Me: Why is Amazon showing me this?
Amazon: It’s 15% off.
Me: Well, in that case…
Every morning when my husband gets up for work I whisper, “You can just leave your money on the nightstand.” He doesn’t find it nearly as funny as I do.
[at an indian restaurant]
me: they’re well known for their gooey naan.
her: what’s gooey naan?
me: nothing much what’s goin’ on with you?
Me: With a name like that, your parents must hate you.
Myparentsdislikeme: Hate is a strong word.
Took the kids to the beach and I now I need to know if I drive the sand back myself or if someone will come pick it up from me
The Raptcha…you have to prove you’re not a robot before you can get into heaven
Gonna ask this security guard if I can please have security footage of the sick parallel parking job I just executed next to his building.
If people ever criticize you for being too short, they are literally saying that the worst thing about you is that there isn’t more of you.
AVOCADO: Hello I’m good fat
BACON: *lights cigarette* *punches avocado*
*bugs bunny*
bunny: stop bothering me
My kids devour food so quickly that my fridge has been broken for two months and nobody realized.

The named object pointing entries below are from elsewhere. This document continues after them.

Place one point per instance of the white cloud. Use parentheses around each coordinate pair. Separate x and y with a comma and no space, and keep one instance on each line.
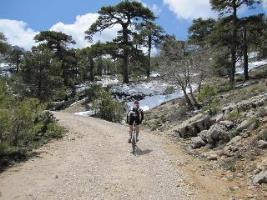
(264,4)
(81,24)
(17,33)
(190,9)
(156,9)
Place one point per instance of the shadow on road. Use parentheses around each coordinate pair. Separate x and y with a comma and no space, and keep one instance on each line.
(143,152)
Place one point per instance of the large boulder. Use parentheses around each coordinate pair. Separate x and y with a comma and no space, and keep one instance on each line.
(260,177)
(262,144)
(217,134)
(194,125)
(245,105)
(197,142)
(227,124)
(248,124)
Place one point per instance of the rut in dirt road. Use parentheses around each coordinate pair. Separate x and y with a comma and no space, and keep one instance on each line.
(94,162)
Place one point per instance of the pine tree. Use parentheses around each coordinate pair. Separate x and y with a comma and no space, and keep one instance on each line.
(151,35)
(41,74)
(251,29)
(58,42)
(230,7)
(127,14)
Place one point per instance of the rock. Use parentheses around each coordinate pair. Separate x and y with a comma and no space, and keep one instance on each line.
(218,117)
(227,124)
(204,136)
(234,140)
(197,142)
(262,144)
(260,178)
(212,157)
(217,134)
(249,124)
(194,125)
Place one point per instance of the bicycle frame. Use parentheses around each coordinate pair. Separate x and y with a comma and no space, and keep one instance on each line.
(133,139)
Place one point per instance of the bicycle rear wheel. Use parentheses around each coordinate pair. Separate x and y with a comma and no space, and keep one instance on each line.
(134,142)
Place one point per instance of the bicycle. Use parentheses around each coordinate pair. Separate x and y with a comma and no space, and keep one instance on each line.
(133,139)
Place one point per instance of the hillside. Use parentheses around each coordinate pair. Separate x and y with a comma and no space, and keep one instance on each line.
(234,139)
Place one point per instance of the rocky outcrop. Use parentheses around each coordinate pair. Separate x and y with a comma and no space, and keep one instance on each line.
(217,134)
(197,142)
(245,105)
(260,177)
(248,124)
(193,126)
(262,144)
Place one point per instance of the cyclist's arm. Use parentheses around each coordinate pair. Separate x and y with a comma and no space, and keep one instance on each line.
(142,116)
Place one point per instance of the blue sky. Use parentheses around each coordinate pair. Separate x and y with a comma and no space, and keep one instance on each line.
(20,20)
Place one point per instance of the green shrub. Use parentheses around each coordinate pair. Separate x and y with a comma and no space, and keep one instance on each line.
(206,94)
(264,135)
(92,92)
(169,90)
(209,100)
(24,125)
(106,107)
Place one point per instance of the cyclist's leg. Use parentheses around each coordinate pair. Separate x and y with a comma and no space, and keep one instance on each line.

Prank Idea: Toss some red laundry in the ocean and turn the great white sharks into the great pink sharks.
Someone just said “can you imagine what it must have been like to have been old enough to remember the royal wedding?!”
and i thought they were talking Charles and Diana.

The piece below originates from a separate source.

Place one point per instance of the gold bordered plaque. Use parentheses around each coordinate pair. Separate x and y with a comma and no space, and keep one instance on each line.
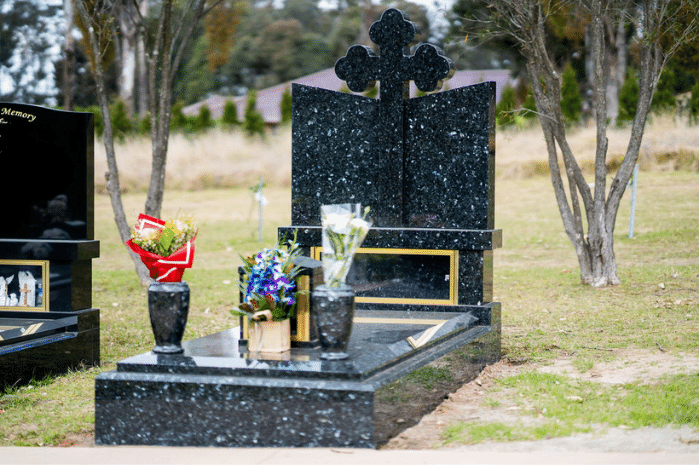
(448,275)
(300,324)
(24,285)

but they meant Will and Kate ☠️
*refills beautiful woman’s wine glass* haha I feel like I’ve been talking about corn dogs–and my love of corn dogs–all night
Most Brands: Sandals and flip flops should cost a normal amount, between $10-$30
Gucci: What about $200?
Old Navy: Give us some loose change. What’s that, a button? Fine
her: wanna be my fwb?
me: friends with bacon???
her: …
Strawberry jam: hi i’m strawberry jam
Blueberry jam: hi i’m blueberry jam
Raspberry jam: hi i’m raspberry jam
Orange jam: BoNjOuR, you may call me MARMALADE
Me, watching Stranger Things: these scientists, these fools, play not a god who rends our world in twain.
Me, in real life, if scientists discovered a portal to another dimension: *slamming fists on table* OPEN IT, OPEN IT, OPEN IT, OPEN IT
This bouncer’s lucky I’m with my lady and physically frightened of him or he’d be in a world of pain.
Couldn’t find my credit card while in line at the market.
*panic sets in.
Then I remember…yesterday I gave it to my daughter to pick up take-out….So she still has it.
*extreme panic sets in
Salesperson: What a cute service dog! How does he help you?
Me: Pete, purse!
*Pete pees on Louis Vuitton
Me: I’ll take it for 50% off
Getting closure is important.
*lies on bed to zip up jeans*
me: Why aren’t you wearing pants?
toddler: I can see better without them
Welcome to twitter, the support group for people who like people who don’t like people.
Any TV can be a TV dinner if you eat TVs
Looking for mini donuts and mini muffins at the mini mart but everything is normal sized. Like I don’t have enough to deal with right now.